The Local Area Coordination approach…
- Helps communities to become inclusive, welcoming and self-supporting places.
- Supports people to stay strong and prevents a need for service intervention by building on personal strengths and by finding natural support through local relationships.
- Supports people facing crisis to get a person-centred service within the context of a supportive community network around them.
- Helps public services to transform so they are integrated, person centred, and co-produced with communities.
- Reduces costs to the system as a result of people requiring less assessment, intervention and expensive ongoing care.
How does it work?
Each Local Area Coordinator works with a defined neighbourhood of 8000-10,000. They approach, or are introduced to people, who may be isolated, causing concern or are at risk of needing formal services.
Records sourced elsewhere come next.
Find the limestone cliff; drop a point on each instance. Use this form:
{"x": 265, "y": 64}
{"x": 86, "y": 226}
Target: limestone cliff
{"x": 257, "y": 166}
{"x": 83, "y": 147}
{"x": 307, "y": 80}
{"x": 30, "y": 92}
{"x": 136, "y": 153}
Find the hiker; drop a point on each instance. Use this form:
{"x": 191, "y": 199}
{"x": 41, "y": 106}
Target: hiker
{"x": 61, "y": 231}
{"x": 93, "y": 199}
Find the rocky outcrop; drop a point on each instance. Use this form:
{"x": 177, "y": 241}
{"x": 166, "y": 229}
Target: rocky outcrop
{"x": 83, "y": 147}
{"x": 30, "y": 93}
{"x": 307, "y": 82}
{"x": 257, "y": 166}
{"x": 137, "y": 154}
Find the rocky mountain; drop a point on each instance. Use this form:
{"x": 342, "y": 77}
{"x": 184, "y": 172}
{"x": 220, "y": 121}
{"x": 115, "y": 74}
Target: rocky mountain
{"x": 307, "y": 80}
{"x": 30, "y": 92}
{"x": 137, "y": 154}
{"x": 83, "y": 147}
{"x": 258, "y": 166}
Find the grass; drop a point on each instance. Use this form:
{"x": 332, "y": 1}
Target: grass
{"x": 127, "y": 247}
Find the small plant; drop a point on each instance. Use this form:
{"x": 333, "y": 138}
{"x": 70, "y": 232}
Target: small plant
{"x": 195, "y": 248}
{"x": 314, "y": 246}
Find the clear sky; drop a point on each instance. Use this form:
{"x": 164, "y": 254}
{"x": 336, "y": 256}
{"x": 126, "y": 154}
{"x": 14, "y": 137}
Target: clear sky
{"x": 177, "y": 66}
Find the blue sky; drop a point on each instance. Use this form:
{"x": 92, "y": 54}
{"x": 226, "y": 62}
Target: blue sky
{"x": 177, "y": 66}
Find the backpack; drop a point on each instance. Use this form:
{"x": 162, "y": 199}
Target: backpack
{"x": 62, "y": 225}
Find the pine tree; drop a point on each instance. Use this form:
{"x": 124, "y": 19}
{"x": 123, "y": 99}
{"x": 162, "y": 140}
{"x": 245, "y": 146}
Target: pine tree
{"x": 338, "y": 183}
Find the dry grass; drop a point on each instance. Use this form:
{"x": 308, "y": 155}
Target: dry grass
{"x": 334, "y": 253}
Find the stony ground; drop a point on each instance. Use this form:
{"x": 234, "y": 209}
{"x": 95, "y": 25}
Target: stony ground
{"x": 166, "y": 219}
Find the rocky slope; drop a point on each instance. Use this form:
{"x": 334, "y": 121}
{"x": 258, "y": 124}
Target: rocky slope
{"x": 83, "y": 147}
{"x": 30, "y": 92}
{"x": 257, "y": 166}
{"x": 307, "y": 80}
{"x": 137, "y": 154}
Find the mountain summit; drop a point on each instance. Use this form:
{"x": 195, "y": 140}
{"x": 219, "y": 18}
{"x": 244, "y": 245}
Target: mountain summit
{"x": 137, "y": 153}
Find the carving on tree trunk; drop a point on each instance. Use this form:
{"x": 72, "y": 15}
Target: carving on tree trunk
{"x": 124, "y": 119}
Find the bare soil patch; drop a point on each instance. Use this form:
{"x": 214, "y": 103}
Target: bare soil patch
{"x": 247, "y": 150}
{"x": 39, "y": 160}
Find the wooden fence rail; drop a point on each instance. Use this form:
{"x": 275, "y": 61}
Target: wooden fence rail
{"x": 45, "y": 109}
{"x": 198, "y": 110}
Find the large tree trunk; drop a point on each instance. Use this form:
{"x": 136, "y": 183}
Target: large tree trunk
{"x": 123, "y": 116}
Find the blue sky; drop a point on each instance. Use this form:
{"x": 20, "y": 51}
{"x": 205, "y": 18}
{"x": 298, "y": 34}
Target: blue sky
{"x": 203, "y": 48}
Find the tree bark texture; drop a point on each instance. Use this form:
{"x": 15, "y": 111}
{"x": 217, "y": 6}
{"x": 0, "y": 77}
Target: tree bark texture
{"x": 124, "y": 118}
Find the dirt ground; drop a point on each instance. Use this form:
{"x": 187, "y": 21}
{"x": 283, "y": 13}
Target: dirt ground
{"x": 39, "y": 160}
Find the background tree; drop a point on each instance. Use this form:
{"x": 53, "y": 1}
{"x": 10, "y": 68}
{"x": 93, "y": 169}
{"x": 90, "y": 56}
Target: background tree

Coordinators support people to build their own their vision for a good life, finding pragmatic solutions to any problems, and drawing on family and community resources, before considering commissioned or statutory services. This means that instead of assessing or signposting people into services, they can:
- Invest enough time in understanding what a good life looks like to the individual or family, and how they could get there.
- Help people to build their own capacity and connections, so that they can stay strong and independent.
- Build new community connections or capacity where they don’t exist.
This isn’t just a useful addition to existing preventative support, it gradually reforms the ‘front door’ of the local public service system, transferring resources away from interventions which don’t work, into an approach which builds independence, capacity and resilience. By working with communities to recruit and appoint Coordinators across a locality, councils, health and other statutory services can:
- Reduce resources wasted in unnecessary zero-outcome eligibility assessments.
- Replace signposting services which either send people in circles or create dependency.
- Map and invest in local community assets where they are most needed, putting co-production into action.
Local Area Coordination can be accessed and is effective for people of all ages including some labelled as having complex needs, who can be helped to reduce the frequency of crises. It avoids set eligibility criteria and formal assessment processes, in order to get straight to planning and practical action.
Local Area Coordination is built on 10 powerful principles:
- Citizenship – All people in our communities have the same rights, responsibilities and opportunities to participate in and contribute to the life of the community, respecting and supporting their identity, beliefs, values, and practices.
- Relationships – Families, friends and personal networks are the foundations of a rich and valued life in the community.
- Natural authority – People and their families are experts in their own lives, have knowledge about themselves and their communities, and are best placed to make their own decisions.
- Lifelong learning – All people have a lifelong capacity for learning, development, and contribution.
- Information – Access to accurate, timely, and relevant information supports informed decision-making, choice and control.
- Choice and control – Individuals, often with the support of their families and personal networks, are best placed to lead in making their own decisions and plan, choose and control supports, services, and resources.
- Community – Communities are further enriched by the inclusion and participation of all people and these communities are the most important way of building friendship, support and a meaningful life.
- Contribution – We value and encourage the strengths, knowledge, skills and contribution that all individuals, families and communities bring.
- Working together – Effective partnerships with individuals/families, communities and services are vital in strengthening the rights and opportunities for people and their families to achieve their visions for a good life, inclusion and contribution.
- Complementary nature of services – Services should support and complement the role of individuals, families and communities in supporting people to achieve their aspirations for a good life.